The severe damage to yachts during this year's Volvo Race, about which we have written repeatedly, has caused some semblance of panic at the regatta headquarters. Just a few days ago one of the leading designers of racing yachts, the enigmatic Juan K., was forced to make a statement, but it only added fuel to the fire, causing a lot of outrage at the designer's arrogance.
Yesterday he had to make a statement (the second in the last three weeks), which was delivered by the regatta manager Knut Frostad. Beginning with a traditional «blah-blah-blah», extending kudos and respect to the new interim port of regatta, he then addressed the heart of the matter, admitting that the situation with the breakdowns in the current race course is intolerable and unacceptable. Moreover, this is the first time such a high level manager has publicly admitted: «VO70s aren't seaworthy enough» (literally: «VO70s aren't seaworthy enough»), which is exactly what we've been talking about all along. The main point he drew attention to in this regard was the lack of mast reliability: in the last race not a single mast was broken, while in the 2005-2006 race only one was broken. It seemed that the problem of spars reliability was solved forever - but it was not .
Unfortunately, there's no answer to this question yet. The reasons of mast breakage are still a mystery - only in one case presumable culprit could be clearly identified: it's a defective fitting on one of the masts.

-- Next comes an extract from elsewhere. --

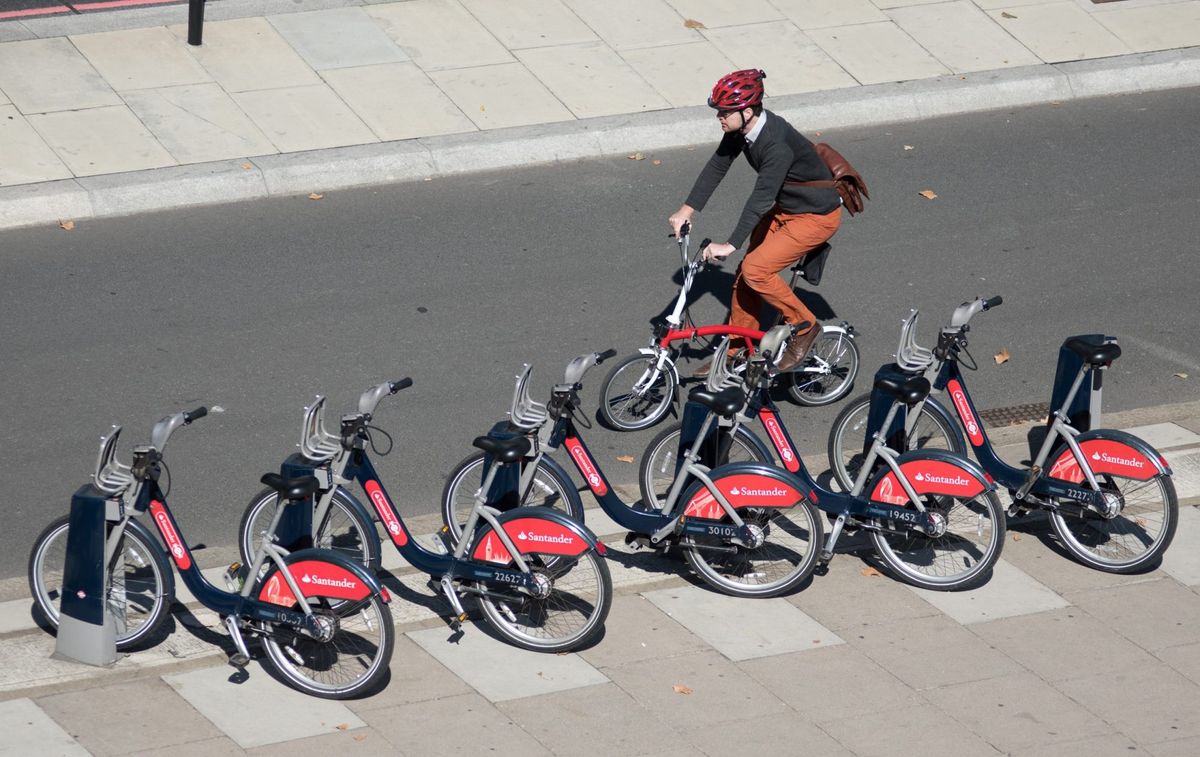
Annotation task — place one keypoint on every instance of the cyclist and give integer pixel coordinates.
(783, 217)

However, after a careful analysis of the statement it seems obvious that it is precisely these issues that Knut Frostad would prefer not to look into in detail: so far, he has clearly failed to say anything optimistic about the reliability of the yachts. It is therefore more than welcome for the regatta manager to move on to what this statement is all about, the question of what the next regatta will be. Frostad's task is not an easy one: he has to convince current (and future) sponsors that investing in the Volvo Race is profitable and prestigious. At the same time, his challenge is to get more boats on the start line, and that can only be accomplished by cutting costs. The top teams have already gone as high as €25 million - with such costs and constant breakdowns there will be few people willing to risk their money.

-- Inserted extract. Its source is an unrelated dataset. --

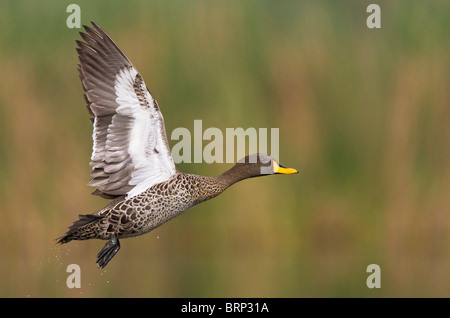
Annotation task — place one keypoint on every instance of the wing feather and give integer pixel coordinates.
(130, 149)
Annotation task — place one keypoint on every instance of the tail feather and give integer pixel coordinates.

The key points he makes are as follows: first of all a significant change in the construction of the yachts. Once again - this time on an official level - the idea of a mono-tip (and this time in 65-foot length) is voiced. (And here the concerns of a number of designers become clear, since if there is a single project for all participants, there will be no chance to make money on individual design). There may also be a significant change in the rules of the 70-foot class in order to reduce design and construction costs - the desired value of the budget of the teams called the figure of 15 million euros. According to Frostad, specific proposals for the next regatta will be announced in the next four to five months. Secondly, the format of the race will be obviously revised in order to reduce costs: it is recognized that the large number of intermediate stops will result in higher expenses for the work of the coastal teams. So, we will almost certainly face a reduction in the number of stages and a move of some intermediate finishes to Europe to reduce logistics costs: it is stated practically directly.

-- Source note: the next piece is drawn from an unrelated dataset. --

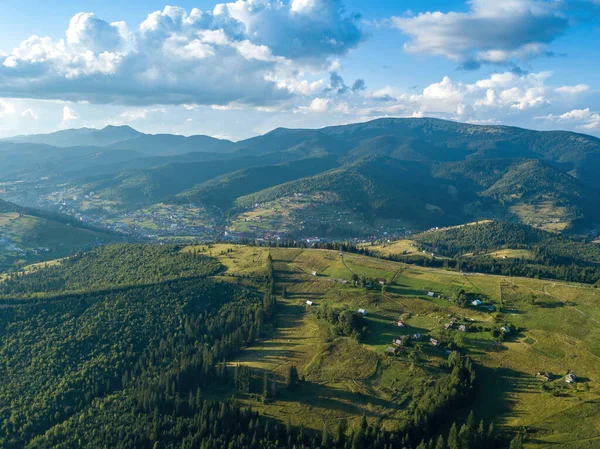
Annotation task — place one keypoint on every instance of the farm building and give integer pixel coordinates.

Some speculation about a possible route for a future regatta from Alicante seem fantastic, from Spain to Tel Aviv, then by the Red Sea to Kuwait (ahem, what would the Arabs say about a visit to Israel?), then on to South East Asia (China is no longer an option), then on to Hawaii and San Francisco. From there the yachts will cross the Atlantic via Panama Canal and after visiting Caribbean and Bermuda will return to Europe. The route, of course, is simply unbelievable - but in the absence of any «roaring forties» and «furious fifties» (as well as all three Great Capes) yachts reliability will be practically no threat.
Frankly, I don't recall a time when such a significant change in one form or another has been announced months before the finish of the current race. Perhaps the speculation that there is panic at regatta headquartersis much closer to the truth than we think.